The third study, PrefHER, looked at participant preference for the two medications. A total of 488 participants were divided into two groups:
- one group given four cycles of trastuzumab shots, followed by four cycles of IV trastuzumab
- one group given the reverse: four cycles of IV trastuzumab, followed by four cycles of trastuzumab shots
The study found that 86 percent of people preferred the shot over the IV infusion. The main reason was time saved, since the shot can be given in under 5 minutes, versus about 30 minutes for infusion.
About Trastuzumab Shots
Trastuzumab and hyaluronidase-oyst is injected under the skin, typically into the thigh. Unlike IV trastuzumab, everyone gets the same dose with the shot – the dose is not based on your weight.
The FDA approved the medicine for early-stage, HER2-positive breast cancer at higher risk of recurring when:
- cancer has traveled to the lymph nodes
- the cancer has not traveled to the lymph nodes, but tests hormone receptor-negative or has one of the following features
In early-stage disease, the medicine should be given alongside approved chemotherapy, or after treatment with an anthracyline-based chemotherapy.

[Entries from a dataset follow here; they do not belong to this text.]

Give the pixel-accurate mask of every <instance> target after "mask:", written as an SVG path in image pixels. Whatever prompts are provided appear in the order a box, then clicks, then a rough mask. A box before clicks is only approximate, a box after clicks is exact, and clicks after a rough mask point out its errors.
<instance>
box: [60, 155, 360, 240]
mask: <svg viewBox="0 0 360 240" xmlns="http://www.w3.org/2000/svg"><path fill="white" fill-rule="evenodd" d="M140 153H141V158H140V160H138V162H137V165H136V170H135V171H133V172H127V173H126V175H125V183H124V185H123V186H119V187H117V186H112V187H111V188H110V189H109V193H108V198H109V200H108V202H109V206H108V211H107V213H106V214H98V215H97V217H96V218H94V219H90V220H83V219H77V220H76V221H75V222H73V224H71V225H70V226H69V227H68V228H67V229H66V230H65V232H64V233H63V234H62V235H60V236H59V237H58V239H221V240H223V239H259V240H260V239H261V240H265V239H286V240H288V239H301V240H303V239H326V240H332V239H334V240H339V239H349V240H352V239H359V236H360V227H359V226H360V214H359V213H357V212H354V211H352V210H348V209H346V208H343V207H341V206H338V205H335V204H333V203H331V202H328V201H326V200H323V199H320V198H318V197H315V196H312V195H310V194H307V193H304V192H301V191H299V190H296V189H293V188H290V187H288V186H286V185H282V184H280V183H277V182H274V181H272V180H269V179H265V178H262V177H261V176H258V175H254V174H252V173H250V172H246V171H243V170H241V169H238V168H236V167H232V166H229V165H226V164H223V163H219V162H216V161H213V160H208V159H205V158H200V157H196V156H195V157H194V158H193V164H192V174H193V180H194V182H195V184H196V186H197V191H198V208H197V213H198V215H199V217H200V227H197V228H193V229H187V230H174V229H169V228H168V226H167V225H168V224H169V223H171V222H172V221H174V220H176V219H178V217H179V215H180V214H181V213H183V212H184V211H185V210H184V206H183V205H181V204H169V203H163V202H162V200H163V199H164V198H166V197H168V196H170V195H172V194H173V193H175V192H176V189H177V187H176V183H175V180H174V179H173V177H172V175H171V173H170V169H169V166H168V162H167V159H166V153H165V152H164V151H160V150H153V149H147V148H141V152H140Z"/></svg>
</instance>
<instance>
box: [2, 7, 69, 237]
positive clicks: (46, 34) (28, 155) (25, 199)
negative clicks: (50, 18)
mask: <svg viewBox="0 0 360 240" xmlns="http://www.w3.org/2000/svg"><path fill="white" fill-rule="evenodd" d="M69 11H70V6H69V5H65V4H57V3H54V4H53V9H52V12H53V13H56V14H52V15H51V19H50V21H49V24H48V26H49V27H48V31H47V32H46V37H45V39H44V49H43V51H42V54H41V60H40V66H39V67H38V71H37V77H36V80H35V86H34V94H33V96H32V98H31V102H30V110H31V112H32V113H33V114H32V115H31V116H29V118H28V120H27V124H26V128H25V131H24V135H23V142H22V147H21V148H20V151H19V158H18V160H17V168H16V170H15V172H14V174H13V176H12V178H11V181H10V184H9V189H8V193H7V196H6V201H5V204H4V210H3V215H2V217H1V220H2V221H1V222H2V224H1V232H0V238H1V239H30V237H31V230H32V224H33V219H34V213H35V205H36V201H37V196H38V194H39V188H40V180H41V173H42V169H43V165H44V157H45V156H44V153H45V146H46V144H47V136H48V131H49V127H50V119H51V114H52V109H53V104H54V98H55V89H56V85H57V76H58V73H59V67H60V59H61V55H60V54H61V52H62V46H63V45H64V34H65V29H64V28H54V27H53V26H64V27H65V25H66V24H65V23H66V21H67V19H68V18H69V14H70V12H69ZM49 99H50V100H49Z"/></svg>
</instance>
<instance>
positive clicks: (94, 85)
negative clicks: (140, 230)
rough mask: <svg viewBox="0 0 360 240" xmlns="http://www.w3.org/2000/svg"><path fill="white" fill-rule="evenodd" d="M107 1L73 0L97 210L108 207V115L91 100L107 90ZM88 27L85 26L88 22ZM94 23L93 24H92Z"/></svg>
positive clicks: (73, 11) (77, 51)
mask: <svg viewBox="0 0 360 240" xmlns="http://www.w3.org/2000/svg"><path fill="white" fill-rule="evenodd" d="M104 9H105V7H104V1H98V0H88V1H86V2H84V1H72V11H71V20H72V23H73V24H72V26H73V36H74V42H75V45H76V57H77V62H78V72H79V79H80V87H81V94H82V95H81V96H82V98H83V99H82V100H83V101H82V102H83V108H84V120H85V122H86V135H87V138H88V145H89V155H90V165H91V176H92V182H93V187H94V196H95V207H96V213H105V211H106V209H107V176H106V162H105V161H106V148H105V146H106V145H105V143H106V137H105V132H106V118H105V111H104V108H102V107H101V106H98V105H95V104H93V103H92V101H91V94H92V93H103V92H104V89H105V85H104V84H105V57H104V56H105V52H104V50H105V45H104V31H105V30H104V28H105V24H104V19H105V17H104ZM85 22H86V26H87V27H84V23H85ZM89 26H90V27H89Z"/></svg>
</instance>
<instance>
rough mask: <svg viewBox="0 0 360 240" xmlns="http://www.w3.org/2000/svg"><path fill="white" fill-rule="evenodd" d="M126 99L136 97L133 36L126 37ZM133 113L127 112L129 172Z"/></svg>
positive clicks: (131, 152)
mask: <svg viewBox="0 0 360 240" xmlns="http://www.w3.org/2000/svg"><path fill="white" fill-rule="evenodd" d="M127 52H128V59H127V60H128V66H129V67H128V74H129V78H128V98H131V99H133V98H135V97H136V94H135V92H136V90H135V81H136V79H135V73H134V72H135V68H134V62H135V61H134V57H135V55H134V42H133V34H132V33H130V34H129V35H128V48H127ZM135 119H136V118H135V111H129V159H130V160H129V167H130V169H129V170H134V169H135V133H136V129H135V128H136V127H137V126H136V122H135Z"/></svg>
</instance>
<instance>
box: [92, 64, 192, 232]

For metastatic breast cancer, trastuzumab shots can be used as a first treatment when combined with the chemotherapy paclitaxel. Shots can also be given without chemotherapy if a person has already had one or more courses of chemotherapy.
The trastuzumab shot has many of the same side effects as IV trastuzumab, including
- risk of infection
- difficulty sleeping
- joint and muscle pain
- irritation at the injection site
Both medicines pose a rare but serious risk of heart problems that can usually be resolved by stopping the medicine or taking heart medicine. Serious lung problems also can occur, but they too are uncommon.
What This Means for You
If you have early-stage or metastatic HER2-positive breast cancer, news that trastuzumab shots can make each treatment session faster may excite you. Making time for breast cancer treatments is incredibly important, but many people struggle with the amount of time each treatment session requires. With the introduction of trastuzumab shots, you may find treatment is less of a burden on your schedule.
Talk to your doctor to find out if you’re eligible for this new treatment. He or she will be able to look at your pathology report and tell you whether you’re a good candidate for the medicine.
If you’re already being treated with IV trastuzumab, you might be able to switch to the injectable form. See what your treatment team recommends.